I lack the desire to discover people’s stories, to form the relationships, or unpick what is really going on for them behind the presenting symptoms that often come as only a superficial offering. I had thought that by this time I would be up for looking for a new job and some kind of clinical leadership post, yet when exactly the right one came up, I stared at the advert, feeling that at this time, I had no skin left for that game. It left me with a momentary but deep sense of sadness.
What have been the gains from all of this? In spite of this sorry-sounding tale, the advantages far outweigh the losses. In moving away from daytime GP, it has been important to shift into something that still serves my values in other ways and that has made me realise that being an urgent care GP does not make me “less than.”
I now also understand and accept that I am human and I don’t have all the answers. I realize more, through working with a coach, what my strengths and values are and what keeps me going at work, one of which is connections. I am purposeful about creating more of these. And in doing these things, then maybe I can accept it is possible to hold both the sadness of losing some of my commitment and drive, and the happiness in finding other ways of working and living in a way that is still meaningful for me. Further, I am starting to think that perhaps it is possible to hold both.
In the midst of burnout, we hope so desperately that it will just go away, that we won’t or don’t need help, that there will be changes to our circumstances that take it all away or that one day we will wake up to find it turned itself off. This almost never happens. Systems prefer homeostasis.

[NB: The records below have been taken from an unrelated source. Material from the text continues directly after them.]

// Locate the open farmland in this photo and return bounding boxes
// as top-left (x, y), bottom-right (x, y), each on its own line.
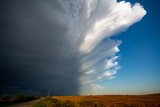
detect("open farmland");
top-left (32, 94), bottom-right (160, 107)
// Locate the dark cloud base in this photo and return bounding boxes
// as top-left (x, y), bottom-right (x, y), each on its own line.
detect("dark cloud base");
top-left (0, 0), bottom-right (80, 96)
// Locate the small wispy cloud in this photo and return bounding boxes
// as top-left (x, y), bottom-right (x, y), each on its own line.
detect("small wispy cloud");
top-left (85, 69), bottom-right (95, 75)
top-left (91, 83), bottom-right (104, 90)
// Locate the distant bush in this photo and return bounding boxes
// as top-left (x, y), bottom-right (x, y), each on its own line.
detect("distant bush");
top-left (14, 94), bottom-right (37, 103)
top-left (1, 95), bottom-right (11, 101)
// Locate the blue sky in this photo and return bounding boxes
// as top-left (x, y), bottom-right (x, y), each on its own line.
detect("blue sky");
top-left (102, 0), bottom-right (160, 94)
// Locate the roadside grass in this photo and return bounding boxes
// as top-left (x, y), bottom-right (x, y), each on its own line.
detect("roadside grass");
top-left (33, 97), bottom-right (76, 107)
top-left (33, 97), bottom-right (104, 107)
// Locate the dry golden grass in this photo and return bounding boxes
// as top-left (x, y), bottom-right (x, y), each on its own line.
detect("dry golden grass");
top-left (51, 94), bottom-right (160, 107)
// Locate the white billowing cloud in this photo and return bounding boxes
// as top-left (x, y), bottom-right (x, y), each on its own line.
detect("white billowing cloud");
top-left (80, 39), bottom-right (121, 72)
top-left (103, 71), bottom-right (113, 78)
top-left (74, 0), bottom-right (146, 94)
top-left (51, 0), bottom-right (146, 95)
top-left (105, 56), bottom-right (119, 70)
top-left (79, 1), bottom-right (146, 53)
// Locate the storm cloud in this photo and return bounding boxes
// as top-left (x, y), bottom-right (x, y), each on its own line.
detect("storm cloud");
top-left (0, 0), bottom-right (146, 95)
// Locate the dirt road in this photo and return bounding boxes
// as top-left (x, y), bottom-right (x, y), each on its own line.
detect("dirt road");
top-left (7, 99), bottom-right (40, 107)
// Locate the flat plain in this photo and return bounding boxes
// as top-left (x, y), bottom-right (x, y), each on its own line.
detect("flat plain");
top-left (31, 94), bottom-right (160, 107)
top-left (3, 94), bottom-right (160, 107)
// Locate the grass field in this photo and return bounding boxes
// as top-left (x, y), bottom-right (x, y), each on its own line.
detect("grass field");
top-left (32, 94), bottom-right (160, 107)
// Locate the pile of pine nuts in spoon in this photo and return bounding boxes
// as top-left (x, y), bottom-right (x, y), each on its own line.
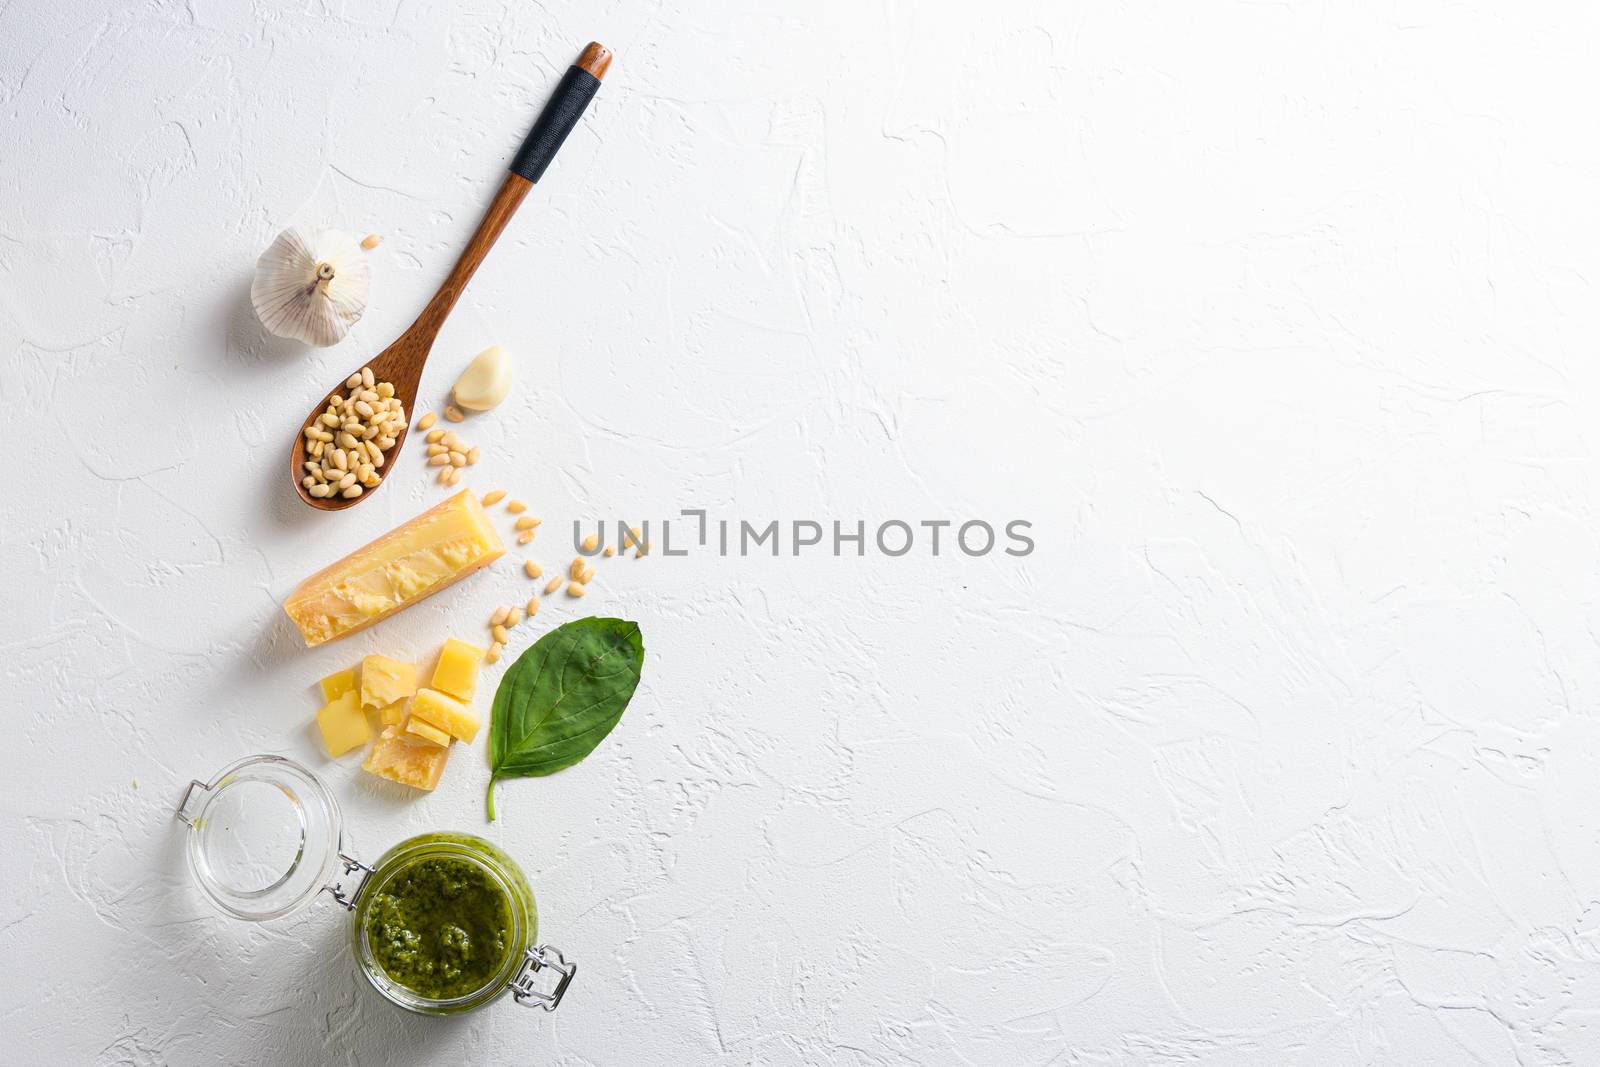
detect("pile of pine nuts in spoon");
top-left (300, 366), bottom-right (405, 499)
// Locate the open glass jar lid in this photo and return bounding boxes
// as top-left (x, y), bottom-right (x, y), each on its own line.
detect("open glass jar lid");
top-left (176, 754), bottom-right (345, 920)
top-left (175, 754), bottom-right (574, 1016)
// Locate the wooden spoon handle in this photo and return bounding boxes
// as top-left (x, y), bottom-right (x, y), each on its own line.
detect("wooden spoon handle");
top-left (412, 173), bottom-right (532, 334)
top-left (412, 42), bottom-right (612, 338)
top-left (511, 42), bottom-right (612, 184)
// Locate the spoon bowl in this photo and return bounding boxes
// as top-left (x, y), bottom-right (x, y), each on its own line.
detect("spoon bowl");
top-left (289, 335), bottom-right (431, 511)
top-left (288, 41), bottom-right (612, 512)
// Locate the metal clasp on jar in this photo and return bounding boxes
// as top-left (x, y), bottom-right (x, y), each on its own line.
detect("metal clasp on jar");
top-left (174, 778), bottom-right (209, 826)
top-left (509, 945), bottom-right (575, 1010)
top-left (323, 853), bottom-right (374, 910)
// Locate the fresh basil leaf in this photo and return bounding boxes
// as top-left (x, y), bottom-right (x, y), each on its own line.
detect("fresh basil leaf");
top-left (486, 616), bottom-right (644, 820)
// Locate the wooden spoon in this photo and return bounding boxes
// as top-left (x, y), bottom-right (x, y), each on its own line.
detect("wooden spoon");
top-left (290, 42), bottom-right (613, 511)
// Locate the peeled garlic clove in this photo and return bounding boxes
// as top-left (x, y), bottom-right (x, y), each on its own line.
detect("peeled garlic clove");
top-left (251, 227), bottom-right (370, 346)
top-left (452, 344), bottom-right (513, 411)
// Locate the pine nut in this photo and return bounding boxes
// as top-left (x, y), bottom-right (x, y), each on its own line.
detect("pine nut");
top-left (303, 461), bottom-right (321, 475)
top-left (444, 404), bottom-right (465, 422)
top-left (309, 483), bottom-right (331, 497)
top-left (567, 582), bottom-right (586, 597)
top-left (516, 516), bottom-right (538, 531)
top-left (442, 432), bottom-right (463, 450)
top-left (492, 624), bottom-right (509, 644)
top-left (523, 560), bottom-right (542, 579)
top-left (342, 484), bottom-right (363, 499)
top-left (486, 641), bottom-right (503, 664)
top-left (444, 468), bottom-right (461, 486)
top-left (336, 473), bottom-right (357, 490)
top-left (317, 369), bottom-right (406, 493)
top-left (466, 447), bottom-right (480, 465)
top-left (437, 468), bottom-right (453, 484)
top-left (482, 489), bottom-right (506, 506)
top-left (603, 546), bottom-right (615, 557)
top-left (428, 444), bottom-right (447, 456)
top-left (417, 411), bottom-right (437, 430)
top-left (544, 576), bottom-right (564, 595)
top-left (581, 534), bottom-right (600, 553)
top-left (517, 531), bottom-right (533, 544)
top-left (507, 608), bottom-right (524, 627)
top-left (302, 476), bottom-right (316, 490)
top-left (448, 451), bottom-right (466, 467)
top-left (426, 429), bottom-right (445, 444)
top-left (526, 596), bottom-right (540, 615)
top-left (569, 558), bottom-right (586, 580)
top-left (491, 605), bottom-right (510, 626)
top-left (507, 500), bottom-right (527, 514)
top-left (429, 454), bottom-right (450, 467)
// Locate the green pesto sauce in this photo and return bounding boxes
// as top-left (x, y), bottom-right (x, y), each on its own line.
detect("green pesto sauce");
top-left (364, 856), bottom-right (514, 999)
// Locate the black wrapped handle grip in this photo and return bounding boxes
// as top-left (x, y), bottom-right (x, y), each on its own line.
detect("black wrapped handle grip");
top-left (510, 42), bottom-right (611, 184)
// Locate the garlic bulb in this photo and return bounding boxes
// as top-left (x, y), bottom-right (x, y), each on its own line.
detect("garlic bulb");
top-left (452, 344), bottom-right (513, 411)
top-left (251, 227), bottom-right (371, 346)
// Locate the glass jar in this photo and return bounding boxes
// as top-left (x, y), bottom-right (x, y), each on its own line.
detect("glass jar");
top-left (175, 754), bottom-right (574, 1016)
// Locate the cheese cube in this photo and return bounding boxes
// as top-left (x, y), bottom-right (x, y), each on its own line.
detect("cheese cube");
top-left (403, 716), bottom-right (452, 747)
top-left (315, 691), bottom-right (370, 757)
top-left (378, 699), bottom-right (406, 726)
top-left (360, 655), bottom-right (417, 711)
top-left (430, 638), bottom-right (486, 701)
top-left (283, 491), bottom-right (507, 646)
top-left (319, 667), bottom-right (358, 703)
top-left (363, 726), bottom-right (450, 791)
top-left (406, 687), bottom-right (482, 745)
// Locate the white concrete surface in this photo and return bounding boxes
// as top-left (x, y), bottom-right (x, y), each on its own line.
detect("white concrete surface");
top-left (6, 1), bottom-right (1600, 1063)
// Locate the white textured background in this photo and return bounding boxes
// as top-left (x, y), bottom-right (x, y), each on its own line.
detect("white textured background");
top-left (6, 0), bottom-right (1600, 1064)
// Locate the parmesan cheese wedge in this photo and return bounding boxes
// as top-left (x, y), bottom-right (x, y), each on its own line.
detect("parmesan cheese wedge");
top-left (283, 490), bottom-right (505, 646)
top-left (363, 726), bottom-right (451, 790)
top-left (406, 686), bottom-right (482, 745)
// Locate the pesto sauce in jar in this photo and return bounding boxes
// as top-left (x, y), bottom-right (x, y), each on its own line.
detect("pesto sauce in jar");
top-left (364, 855), bottom-right (515, 999)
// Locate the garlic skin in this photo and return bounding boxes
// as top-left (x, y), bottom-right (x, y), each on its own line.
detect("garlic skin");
top-left (452, 344), bottom-right (513, 411)
top-left (251, 227), bottom-right (371, 346)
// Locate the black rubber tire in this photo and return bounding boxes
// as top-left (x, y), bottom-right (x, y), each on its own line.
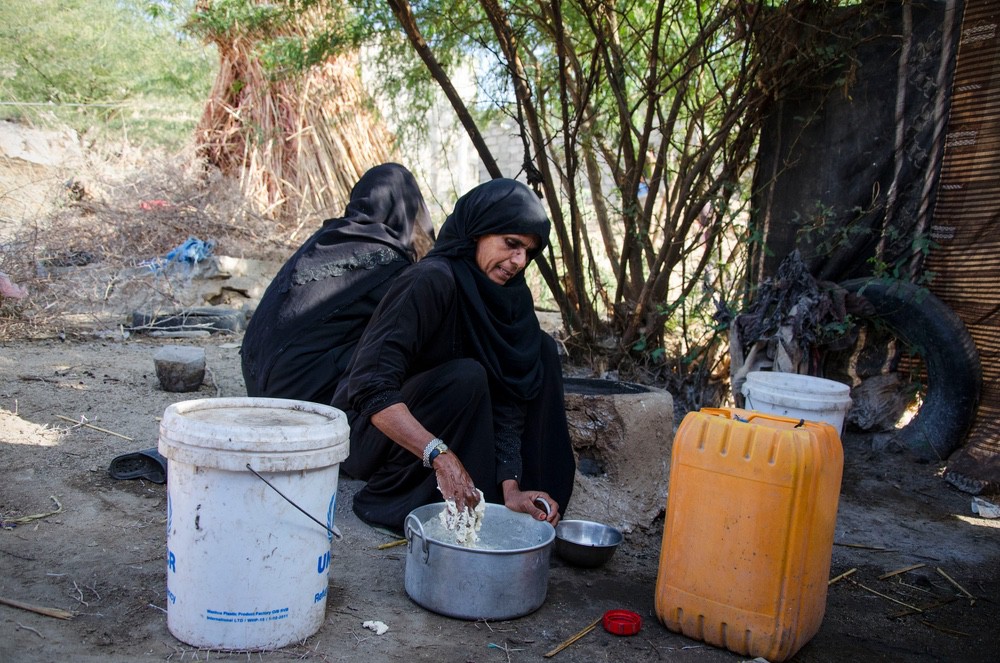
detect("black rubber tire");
top-left (839, 278), bottom-right (981, 460)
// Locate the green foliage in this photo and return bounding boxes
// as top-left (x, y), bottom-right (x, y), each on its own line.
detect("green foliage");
top-left (185, 1), bottom-right (363, 80)
top-left (818, 314), bottom-right (855, 345)
top-left (224, 1), bottom-right (875, 401)
top-left (0, 0), bottom-right (215, 149)
top-left (887, 232), bottom-right (940, 284)
top-left (185, 0), bottom-right (289, 40)
top-left (333, 0), bottom-right (799, 402)
top-left (346, 0), bottom-right (487, 145)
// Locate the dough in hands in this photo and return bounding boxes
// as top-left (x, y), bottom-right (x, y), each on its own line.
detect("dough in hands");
top-left (439, 488), bottom-right (486, 546)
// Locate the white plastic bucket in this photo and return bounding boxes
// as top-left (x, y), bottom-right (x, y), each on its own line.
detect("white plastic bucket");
top-left (158, 397), bottom-right (349, 651)
top-left (741, 372), bottom-right (852, 435)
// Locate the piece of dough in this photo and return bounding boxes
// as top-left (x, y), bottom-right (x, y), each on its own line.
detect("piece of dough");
top-left (439, 489), bottom-right (486, 546)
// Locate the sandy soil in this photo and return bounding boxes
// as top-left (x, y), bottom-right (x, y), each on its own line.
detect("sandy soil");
top-left (1, 334), bottom-right (998, 663)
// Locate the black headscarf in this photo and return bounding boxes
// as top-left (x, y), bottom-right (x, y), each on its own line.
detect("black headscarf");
top-left (425, 178), bottom-right (551, 401)
top-left (280, 163), bottom-right (432, 312)
top-left (241, 163), bottom-right (431, 397)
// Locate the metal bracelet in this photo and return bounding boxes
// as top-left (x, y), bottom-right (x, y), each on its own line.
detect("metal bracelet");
top-left (422, 437), bottom-right (443, 468)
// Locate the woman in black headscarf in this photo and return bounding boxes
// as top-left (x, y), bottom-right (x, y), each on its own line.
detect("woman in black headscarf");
top-left (332, 178), bottom-right (575, 532)
top-left (241, 163), bottom-right (432, 405)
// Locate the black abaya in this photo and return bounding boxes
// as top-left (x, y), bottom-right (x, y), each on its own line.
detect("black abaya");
top-left (332, 179), bottom-right (575, 532)
top-left (240, 163), bottom-right (431, 404)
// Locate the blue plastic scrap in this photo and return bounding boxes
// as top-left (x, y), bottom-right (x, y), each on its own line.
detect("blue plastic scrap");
top-left (165, 237), bottom-right (215, 263)
top-left (146, 237), bottom-right (215, 273)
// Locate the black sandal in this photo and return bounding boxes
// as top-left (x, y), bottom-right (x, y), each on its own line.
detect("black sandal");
top-left (108, 448), bottom-right (167, 484)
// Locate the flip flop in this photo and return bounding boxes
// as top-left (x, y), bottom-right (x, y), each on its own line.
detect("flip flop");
top-left (108, 448), bottom-right (167, 484)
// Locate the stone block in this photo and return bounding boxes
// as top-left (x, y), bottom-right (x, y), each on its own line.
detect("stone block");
top-left (154, 346), bottom-right (206, 392)
top-left (562, 377), bottom-right (674, 534)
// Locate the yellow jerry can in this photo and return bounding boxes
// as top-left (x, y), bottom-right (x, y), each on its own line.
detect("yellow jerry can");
top-left (655, 407), bottom-right (844, 661)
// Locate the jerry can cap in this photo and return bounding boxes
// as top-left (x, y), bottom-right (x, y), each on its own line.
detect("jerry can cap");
top-left (603, 609), bottom-right (642, 636)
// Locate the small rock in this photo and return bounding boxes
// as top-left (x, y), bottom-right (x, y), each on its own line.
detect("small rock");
top-left (362, 620), bottom-right (388, 635)
top-left (153, 346), bottom-right (206, 392)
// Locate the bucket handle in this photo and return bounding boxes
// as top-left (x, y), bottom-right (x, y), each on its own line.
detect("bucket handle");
top-left (404, 513), bottom-right (430, 563)
top-left (245, 464), bottom-right (343, 540)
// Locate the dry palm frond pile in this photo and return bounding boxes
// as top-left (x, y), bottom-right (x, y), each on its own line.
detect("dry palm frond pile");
top-left (194, 1), bottom-right (396, 229)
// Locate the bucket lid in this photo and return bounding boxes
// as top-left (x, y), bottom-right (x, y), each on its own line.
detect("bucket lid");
top-left (744, 371), bottom-right (851, 398)
top-left (742, 372), bottom-right (852, 413)
top-left (159, 397), bottom-right (350, 472)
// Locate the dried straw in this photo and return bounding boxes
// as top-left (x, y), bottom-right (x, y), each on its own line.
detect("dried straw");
top-left (194, 3), bottom-right (396, 226)
top-left (879, 563), bottom-right (926, 580)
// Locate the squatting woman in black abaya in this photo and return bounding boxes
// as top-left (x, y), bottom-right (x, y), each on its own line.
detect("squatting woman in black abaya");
top-left (332, 178), bottom-right (575, 533)
top-left (240, 163), bottom-right (432, 405)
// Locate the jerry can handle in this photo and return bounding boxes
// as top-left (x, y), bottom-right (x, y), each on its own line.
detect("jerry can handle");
top-left (700, 407), bottom-right (736, 418)
top-left (700, 407), bottom-right (809, 429)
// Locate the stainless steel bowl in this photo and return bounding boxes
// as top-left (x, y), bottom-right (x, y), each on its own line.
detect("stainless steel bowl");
top-left (555, 519), bottom-right (623, 567)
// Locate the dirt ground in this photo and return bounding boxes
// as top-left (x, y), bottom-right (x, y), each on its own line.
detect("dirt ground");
top-left (1, 334), bottom-right (998, 663)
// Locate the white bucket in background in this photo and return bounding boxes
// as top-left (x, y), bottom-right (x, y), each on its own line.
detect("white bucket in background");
top-left (158, 397), bottom-right (349, 651)
top-left (741, 371), bottom-right (853, 436)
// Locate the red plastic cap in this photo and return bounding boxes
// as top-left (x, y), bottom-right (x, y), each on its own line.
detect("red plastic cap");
top-left (602, 609), bottom-right (642, 636)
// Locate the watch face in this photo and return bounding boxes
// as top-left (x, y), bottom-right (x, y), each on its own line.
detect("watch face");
top-left (429, 443), bottom-right (449, 465)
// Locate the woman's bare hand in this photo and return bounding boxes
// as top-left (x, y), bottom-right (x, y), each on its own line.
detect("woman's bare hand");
top-left (501, 480), bottom-right (560, 525)
top-left (433, 453), bottom-right (481, 512)
top-left (369, 403), bottom-right (481, 511)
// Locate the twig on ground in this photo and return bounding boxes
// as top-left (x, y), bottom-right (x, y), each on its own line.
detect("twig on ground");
top-left (890, 597), bottom-right (957, 618)
top-left (1, 495), bottom-right (63, 528)
top-left (206, 365), bottom-right (221, 397)
top-left (84, 580), bottom-right (101, 602)
top-left (475, 618), bottom-right (495, 632)
top-left (879, 563), bottom-right (926, 580)
top-left (18, 375), bottom-right (53, 383)
top-left (544, 615), bottom-right (601, 658)
top-left (488, 641), bottom-right (522, 663)
top-left (16, 621), bottom-right (44, 638)
top-left (936, 567), bottom-right (976, 603)
top-left (71, 581), bottom-right (88, 607)
top-left (828, 568), bottom-right (857, 585)
top-left (0, 547), bottom-right (36, 561)
top-left (55, 414), bottom-right (133, 440)
top-left (850, 579), bottom-right (922, 612)
top-left (0, 596), bottom-right (75, 620)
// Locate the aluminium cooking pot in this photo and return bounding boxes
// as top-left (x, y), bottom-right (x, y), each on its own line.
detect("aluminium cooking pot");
top-left (403, 502), bottom-right (555, 620)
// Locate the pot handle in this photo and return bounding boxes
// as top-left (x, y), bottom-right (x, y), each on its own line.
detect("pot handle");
top-left (404, 513), bottom-right (430, 562)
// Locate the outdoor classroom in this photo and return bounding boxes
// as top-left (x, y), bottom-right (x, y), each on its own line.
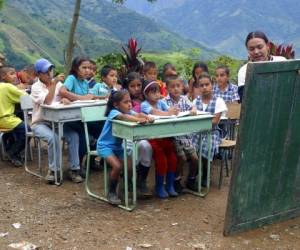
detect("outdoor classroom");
top-left (1, 29), bottom-right (300, 249)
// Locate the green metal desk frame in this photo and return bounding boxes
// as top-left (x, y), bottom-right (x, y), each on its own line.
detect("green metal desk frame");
top-left (110, 114), bottom-right (213, 211)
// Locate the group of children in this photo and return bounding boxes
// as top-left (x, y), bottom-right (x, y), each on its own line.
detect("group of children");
top-left (0, 56), bottom-right (240, 206)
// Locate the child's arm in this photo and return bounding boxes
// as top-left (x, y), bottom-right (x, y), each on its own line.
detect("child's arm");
top-left (212, 112), bottom-right (222, 125)
top-left (151, 107), bottom-right (178, 116)
top-left (116, 113), bottom-right (148, 124)
top-left (134, 112), bottom-right (154, 123)
top-left (59, 86), bottom-right (94, 101)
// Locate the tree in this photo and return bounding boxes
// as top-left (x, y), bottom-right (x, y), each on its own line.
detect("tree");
top-left (0, 0), bottom-right (4, 10)
top-left (64, 0), bottom-right (156, 74)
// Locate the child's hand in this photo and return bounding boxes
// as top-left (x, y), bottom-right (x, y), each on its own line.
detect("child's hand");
top-left (60, 98), bottom-right (71, 105)
top-left (137, 117), bottom-right (147, 124)
top-left (80, 94), bottom-right (94, 100)
top-left (146, 115), bottom-right (155, 123)
top-left (190, 107), bottom-right (197, 116)
top-left (168, 107), bottom-right (179, 115)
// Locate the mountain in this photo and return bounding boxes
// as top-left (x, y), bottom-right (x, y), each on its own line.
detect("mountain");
top-left (0, 0), bottom-right (218, 69)
top-left (124, 0), bottom-right (300, 58)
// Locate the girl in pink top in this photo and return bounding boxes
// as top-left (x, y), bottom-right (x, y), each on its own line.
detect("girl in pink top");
top-left (122, 72), bottom-right (153, 197)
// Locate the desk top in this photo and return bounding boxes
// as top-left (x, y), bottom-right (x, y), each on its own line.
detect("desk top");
top-left (41, 100), bottom-right (107, 110)
top-left (112, 114), bottom-right (213, 127)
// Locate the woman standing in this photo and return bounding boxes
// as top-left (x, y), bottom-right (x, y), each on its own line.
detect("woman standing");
top-left (238, 31), bottom-right (286, 101)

But the opportunity here is to examine within ourselves why we are here, right now, in this moment? Why did we come into medicine? What is keeping us here? Who or what drives us and supports us and how can we create more of that?
While changing my work environment has helped hugely, I accept that I have not been fully cured of primary care burnout –yet. Perhaps there isn’t always a cure and knowing that in itself can be healing.
Nevertheless, I am happy today, and I am more of myself than I ever was. If we accept we are burned out and seek help, how would it be if this was actually an opportunity to grow into something else?
My message here for burned out colleagues is simple: seek help.